Foreign institutions were found increasingly net buyers on the Qatar Stock Exchange, which otherwise fell for the third straight session to settle at little over 8,200 points.
An across-the-board selling – especially in the realty – led the 20-stock Qatar Index to decline 0.85% to 8,229.27 points.
Islamic equities saw faster declines in the bourse, whose year-to-date losses were at 21.15%.
The Gulf institutions’ net profit-booking weakened amidst overall weak sentiments in the market, whose capitalisation shrank 0.87% to QR449.45bn.
The market was on a free fall in the first 120 minutes taking the index to a low of less than 8,200 points, after which it witnessed gains.

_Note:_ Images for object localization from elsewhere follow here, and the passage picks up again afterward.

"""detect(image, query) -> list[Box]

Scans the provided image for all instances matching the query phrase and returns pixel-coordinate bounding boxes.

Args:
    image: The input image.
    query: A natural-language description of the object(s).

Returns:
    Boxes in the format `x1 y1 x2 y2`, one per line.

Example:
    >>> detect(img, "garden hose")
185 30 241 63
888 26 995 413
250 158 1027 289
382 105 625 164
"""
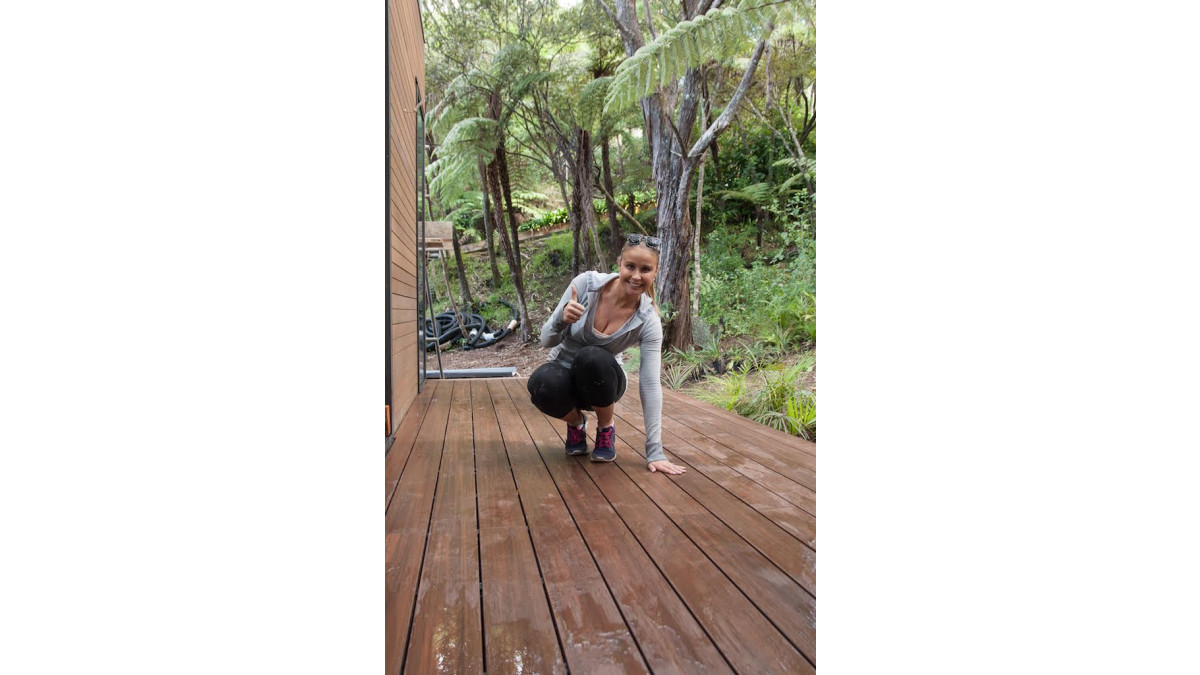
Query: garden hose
421 300 520 351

However, the buying support was feeble to lift the market, which finally settled 70 points lower.
Trade turnover and volumes were on the increase in the bourse, where banking and real estate sectors together accounted for about 72% of the total volume.
The Total Return Index was down 0.85% to 13,799.99 points, the Al Rayan Islamic Index by 1.28% to 3,375.7 points and the All Share Index by 1.03% to 2,312.61 points.

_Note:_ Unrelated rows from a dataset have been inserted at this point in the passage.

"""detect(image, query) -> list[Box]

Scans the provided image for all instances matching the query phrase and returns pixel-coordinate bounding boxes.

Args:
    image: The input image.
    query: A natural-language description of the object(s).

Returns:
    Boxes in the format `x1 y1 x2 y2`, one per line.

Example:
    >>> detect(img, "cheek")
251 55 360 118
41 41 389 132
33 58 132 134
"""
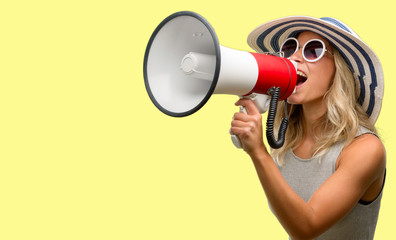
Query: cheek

The realty index tanked 3.08%, insurance (1.04%), industrials (0.94%), banks and financial services (0.62%), consumer goods (0.59%), telecom (0.53%) and transport (0.33%).
Non-Qatari institutions’ net buying strengthened substantially to QR22.2mn compared to QR7mn the previous day.

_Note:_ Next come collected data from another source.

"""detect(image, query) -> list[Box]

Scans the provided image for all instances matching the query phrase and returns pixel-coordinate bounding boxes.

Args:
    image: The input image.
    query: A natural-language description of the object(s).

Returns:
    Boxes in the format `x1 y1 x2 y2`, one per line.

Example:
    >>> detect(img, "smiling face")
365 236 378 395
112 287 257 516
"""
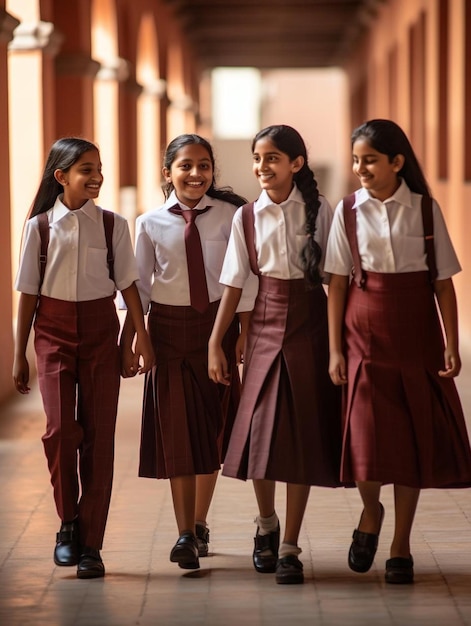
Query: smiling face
54 148 103 210
252 137 304 204
352 137 404 201
163 143 213 208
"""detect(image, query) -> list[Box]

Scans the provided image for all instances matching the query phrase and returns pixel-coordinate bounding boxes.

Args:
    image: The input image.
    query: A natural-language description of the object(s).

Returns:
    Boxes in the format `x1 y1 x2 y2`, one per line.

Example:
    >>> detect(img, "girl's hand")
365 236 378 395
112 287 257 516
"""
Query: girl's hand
329 351 347 385
13 355 31 394
120 345 138 378
208 342 230 385
134 331 155 375
439 347 461 378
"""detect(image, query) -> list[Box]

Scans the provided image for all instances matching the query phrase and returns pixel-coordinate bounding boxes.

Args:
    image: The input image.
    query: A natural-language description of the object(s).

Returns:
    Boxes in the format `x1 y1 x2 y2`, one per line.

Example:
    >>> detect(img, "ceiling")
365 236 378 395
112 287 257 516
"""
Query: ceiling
162 0 384 69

GCC (Gulf Cooperation Council) funds’ net selling weakened to QR4.04mn against QR6.45mn on October 16.
GCC retail investors’ net profit-booking fell marginally to QR0.48mn compared to QR0.51mn on Monday.
However, local retail investors’ net selling increased perceptibly to QR10.07mn against QR4.06mn the previous day.
Domestic institutions turned net sellers to the tune of QR5.95mn compared with net buyers of QR0.54mn on October 16.
Non-Qatari individual investors were also net sellers to the extent of QR1.62mn against net buyers of QR3.48mn on Monday.
Total trade volume rose 42% to 8.87mn shares, value by 39% to QR208.09mn and deals by 3% to 2,864.
The banks and financial services sector’s trade volume more than doubled to 4.33mn equities and value soared 41% to QR98.93mn but on 12% fall in transactions to 942.
There was a 59% surge in the real estate sector’s trade volume to 2.03mn stocks and 84% in value to QR32.35mn but on a 2% fall in deals to 359.
The insurance sector’s trade volume expanded 25% to 0.1mn shares and value by 33% to QR4.4mn, while transactions were down 9% to 94.
The telecom sector reported a 6% increase in trade volume to 0.66mn equities and 16% in value to QR10.64mn but on a 1% fall in deals to 254.
However, the consumer goods sector’s trade volume plummeted 59% to 0.21mn stocks, value by 26% to QR10.84mn and transactions 16% to 204.
The industrials sector saw a 12% plunge in trade volume to 1.18mn shares but on 61% jump in value to QR42.67mn and 29% in deals to 683.
The transport sector’s trade volume shrank 8% to 0.36mn equities, whereas value rose 6% to QR8.26mn and transactions by 4% to 328.
In the debt market, there was no trading of government bonds but as many as 2,915 treasury bills valued at QR29.02mn traded across two deals.